APB, ParcourSup & algorithmes

APB utilisait « l’algorithme des mariages stables » pour affecter les candidats aux filières, un algorithme optimal, tandis que ParcourSup est un algorithme ad hoc, opaque, qui ne peut par définition pas faire mieux.

La citation ci dessus est une version un peu raccourcie (et donc nécessairement un peu caricaturale, je m’en excuse) de plusieurs threads ou articles de blogs récents apparus sur les réseaux sociaux. Mon analyse est que, indépendamment de l’opinion qu’on peut avoir sur le principe de la réforme, l’affirmation ci-dessus est factuellement infondée. On peut être contre ParcourSup, mais pas pour cette (mauvaise) raison.

À nouveau, on est sur un sujet d’actualité brulante et donc ouvert à la controverse entre les différentes parties mobilisées par la loi Orientation et Réussite des Etudiants. Comme tout le monde, j’ai un avis, mais ce n’est pas le sujet du billet (même si la neutralité de point de vue du billet peut, j’en conviens, être affectée par mon opinion). On peut être pour ou contre la réforme des conditions d’accès à l’université, mais la question posée est celle des bases factuelles de cette affirmation sur les outils informatiques sous-tendant la réforme.
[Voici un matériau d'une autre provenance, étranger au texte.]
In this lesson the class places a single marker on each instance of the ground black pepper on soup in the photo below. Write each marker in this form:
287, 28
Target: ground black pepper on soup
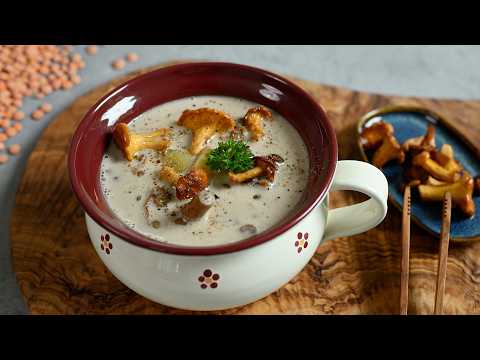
224, 211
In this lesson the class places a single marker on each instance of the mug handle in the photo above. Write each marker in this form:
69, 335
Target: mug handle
355, 219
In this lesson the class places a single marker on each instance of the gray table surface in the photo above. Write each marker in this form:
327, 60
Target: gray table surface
432, 71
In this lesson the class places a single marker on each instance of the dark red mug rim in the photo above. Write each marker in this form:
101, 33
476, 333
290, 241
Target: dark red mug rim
322, 152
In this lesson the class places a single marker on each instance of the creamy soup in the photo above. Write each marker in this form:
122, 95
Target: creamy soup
238, 211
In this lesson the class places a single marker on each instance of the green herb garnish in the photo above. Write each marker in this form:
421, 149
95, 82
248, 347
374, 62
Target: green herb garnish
231, 156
C’est un sujet qui m’a vraiment titillé. Pour vous raconter ma lointaine vie antérieure, il se trouve que je connais bien le sujet, puisque j’ai eu à coder l’algorithme des mariages stables (ou algorithme de Gale-Shapley) pour gérer des questions pratiques d’affectation d’étudiants à des stages. A l’époque c’était en Fortran (je sais, ça fait vraiment ancien combattant…). C’était donc il y a longtemps (environ 30 ans…), mais je n’ai pas tout oublié de la sueur dépensée à écrire et tester le programme qui décidait de l’avenir de mes jeunes co-religionnaires étudiants affectés en stage.

Dans la citation ci-dessus, je vois plusieurs affirmations implicites qui méritent un minimum de fact-checking, dans l’esprit de ce blog :

  • APB utilise l’algorithme de Gale-Shapley ou algorithme des mariages stables.
  • L’algorithme des mariages stables est optimal
  • ParcourSup est un algorithme

L’algorithme APB est-il basé sur l’algorithme des mariages stables ?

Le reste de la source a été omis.